Hollanden crossed the corridor then to the den.

"Hi, there, Hollie! Hello, boy! Just the fellow we want to see. Come in—sit down—hit a pipe. Say, who was the girl Billie Hawker went mad over this summer?"

"Blazes!" said Hollanden, recovering slowly from this onslaught. "Who—what—how did you Indians find it out?"

"Oh, we tumbled!" they cried in delight, "we tumbled."

"There!" said Hollanden, reproaching himself. "And I thought you were such a lot of blockheads."

"Oh, we tumbled!" they cried again in their ecstasy. "But who is she? That's the point."

"Well, she was a girl."

"Yes, go on."

"A New York girl."

"Yes."

"A perfectly stunning New York girl."

"Yes. Go ahead."

"A perfectly stunning New York girl of a very wealthy and rather old-fashioned family."

"Well, I'll be shot! You don't mean it! She is practically seated on top of the Matterhorn. Poor old Billie!"

"Not at all," said Hollanden composedly.

It was a common habit of Purple Sanderson to call attention at night to the resemblance of the den to some little ward in a hospital. Upon this night, when Sanderson and Grief were buried in slumber, Pennoyer moved restlessly. "Wrink!" he called softly into the darkness in the direction of the divan which was secretly a coal-box.

"What?" said Wrinkles in a surly voice. His mind had evidently been caught at the threshold of sleep.

"Do you think Florinda cares much for Billie Hawker?"

Wrinkles fretted through some oaths. "How in thunder do I know?" The divan creaked as he turned his face to the wall.

"Well–" muttered Pennoyer.

CHAPTER XXVI

The harmony of summer sunlight on leaf and blade of green was not known to the two windows, which looked forth at an obviously endless building of brownstone about which there was the poetry of a prison.
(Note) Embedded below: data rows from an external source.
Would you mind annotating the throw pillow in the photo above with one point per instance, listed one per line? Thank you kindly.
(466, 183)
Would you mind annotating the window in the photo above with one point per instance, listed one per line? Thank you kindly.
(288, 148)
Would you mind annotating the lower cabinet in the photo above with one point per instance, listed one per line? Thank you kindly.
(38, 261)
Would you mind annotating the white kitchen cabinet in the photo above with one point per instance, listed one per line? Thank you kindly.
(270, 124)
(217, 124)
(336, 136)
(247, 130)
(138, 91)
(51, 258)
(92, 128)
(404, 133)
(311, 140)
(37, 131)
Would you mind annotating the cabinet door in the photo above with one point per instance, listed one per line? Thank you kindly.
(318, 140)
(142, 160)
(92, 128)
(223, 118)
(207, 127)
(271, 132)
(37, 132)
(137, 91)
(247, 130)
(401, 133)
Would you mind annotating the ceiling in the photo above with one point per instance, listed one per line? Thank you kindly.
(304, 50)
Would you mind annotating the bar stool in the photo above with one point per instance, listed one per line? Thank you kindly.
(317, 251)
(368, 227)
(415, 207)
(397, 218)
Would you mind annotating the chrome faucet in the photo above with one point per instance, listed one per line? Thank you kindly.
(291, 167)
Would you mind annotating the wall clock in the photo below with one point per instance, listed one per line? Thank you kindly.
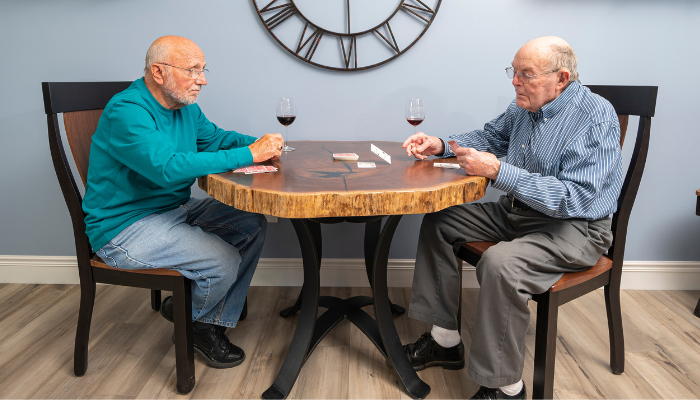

Inside, great folds of lace swept down in orderly cascades, as water trained to fall mathematically. The colossal chandelier, gleaming like a Siamese headdress, caught the subtle flashes from unknown places.

Hawker heard a step and the soft swishing of a woman's dress. He turned toward the door swiftly, with a certain dramatic impulsiveness. But when she entered the room he said, "How delighted I am to see you again!"

She had said, "Why, Mr. Hawker, it was so charming in you to come!"

It did not appear that Hawker's tongue could wag to his purpose. The girl seemed in her mind to be frantically shuffling her pack of social receipts and finding none of them made to meet this situation. Finally, Hawker said that he thought Hearts at War was a very good play.

"Did you?" she said in surprise. "I thought it much like the others."